Sebelumnya diberitakan, kuasa hukum MS menyatakan kliennya selalu histeris dan terguncang tiap kali menjalani pemeriksaan di RS Polri.
“Setiap diminta menceritakan tentang kronologi peristiwa pelecehan seksual dan perundungan di KPI, korban (MS) histeris dan mengalami guncangan emosi,” terang kuasa hukum MS, Mualimin, seperti diwartakan Kompas.com, Kamis (6/10/2021).

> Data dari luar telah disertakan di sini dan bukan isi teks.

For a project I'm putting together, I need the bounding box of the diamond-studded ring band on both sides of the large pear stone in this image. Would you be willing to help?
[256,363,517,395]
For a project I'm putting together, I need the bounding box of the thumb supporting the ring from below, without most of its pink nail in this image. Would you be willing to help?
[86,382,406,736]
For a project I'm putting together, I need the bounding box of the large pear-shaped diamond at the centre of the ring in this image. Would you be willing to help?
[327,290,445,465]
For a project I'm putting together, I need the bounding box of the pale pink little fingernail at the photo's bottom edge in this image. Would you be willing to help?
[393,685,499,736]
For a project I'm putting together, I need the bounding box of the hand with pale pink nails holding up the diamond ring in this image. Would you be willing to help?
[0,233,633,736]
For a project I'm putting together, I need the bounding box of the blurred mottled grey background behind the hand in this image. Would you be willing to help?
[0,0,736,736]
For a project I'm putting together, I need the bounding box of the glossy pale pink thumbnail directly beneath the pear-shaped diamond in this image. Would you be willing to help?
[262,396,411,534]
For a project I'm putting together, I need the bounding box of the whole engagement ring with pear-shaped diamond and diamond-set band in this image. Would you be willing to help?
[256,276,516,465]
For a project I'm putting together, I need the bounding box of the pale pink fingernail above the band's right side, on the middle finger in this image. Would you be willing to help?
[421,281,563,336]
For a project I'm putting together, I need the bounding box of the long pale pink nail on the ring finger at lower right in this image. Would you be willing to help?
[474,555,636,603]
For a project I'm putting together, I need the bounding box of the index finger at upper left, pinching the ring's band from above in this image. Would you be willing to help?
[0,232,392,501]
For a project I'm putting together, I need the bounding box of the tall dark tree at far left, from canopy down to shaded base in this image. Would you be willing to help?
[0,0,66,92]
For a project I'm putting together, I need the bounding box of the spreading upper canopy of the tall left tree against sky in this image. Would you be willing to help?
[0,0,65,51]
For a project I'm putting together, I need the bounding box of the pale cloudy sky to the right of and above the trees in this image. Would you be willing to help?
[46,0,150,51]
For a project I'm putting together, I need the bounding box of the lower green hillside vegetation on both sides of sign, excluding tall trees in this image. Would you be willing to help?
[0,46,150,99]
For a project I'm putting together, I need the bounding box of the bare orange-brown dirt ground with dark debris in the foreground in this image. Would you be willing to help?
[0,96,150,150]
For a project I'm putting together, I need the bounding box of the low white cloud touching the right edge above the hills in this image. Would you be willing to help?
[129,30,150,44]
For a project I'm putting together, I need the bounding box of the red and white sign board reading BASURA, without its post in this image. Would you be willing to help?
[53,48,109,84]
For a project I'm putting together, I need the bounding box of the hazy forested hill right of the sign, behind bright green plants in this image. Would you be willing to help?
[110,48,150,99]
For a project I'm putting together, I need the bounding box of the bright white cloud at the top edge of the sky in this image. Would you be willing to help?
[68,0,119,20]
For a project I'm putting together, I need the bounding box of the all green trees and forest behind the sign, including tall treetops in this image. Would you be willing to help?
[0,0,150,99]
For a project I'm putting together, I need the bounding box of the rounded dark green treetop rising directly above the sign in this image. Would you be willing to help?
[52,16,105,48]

Mualimin menerangkan pihaknya belum mengajukan permintaan pendampingan psikolog untuk korban dan keluarganya karena masih menunggu proses pemeriksaan oleh kepolisian selesai.
“Karena pemeriksaan psikiatri forensik di RS Polri membutuhkan maksimal 14 kali pertemuan, sedangkan MS baru menjalani 5 kali tatap muka,” jelas dia.
Baca Juga: Komnas HAM: dari Lelucon yang Menyerang Fisik dan Psikis, MS Terbukti Kuat Alami Perundungan di KPI
Diakui Mualimin, saat ini tim kuasa hukum terus menemani dan menguatkan MS untuk menjalani pemeriksaan. Meski prosesnya berat untuk MS, lanjut Mualimin, tapi upaya ini harus dilakukan guna pembuktian perkara.
“Karena hasilnya nanti menentukan langkah penyelidikan,” ucapnya.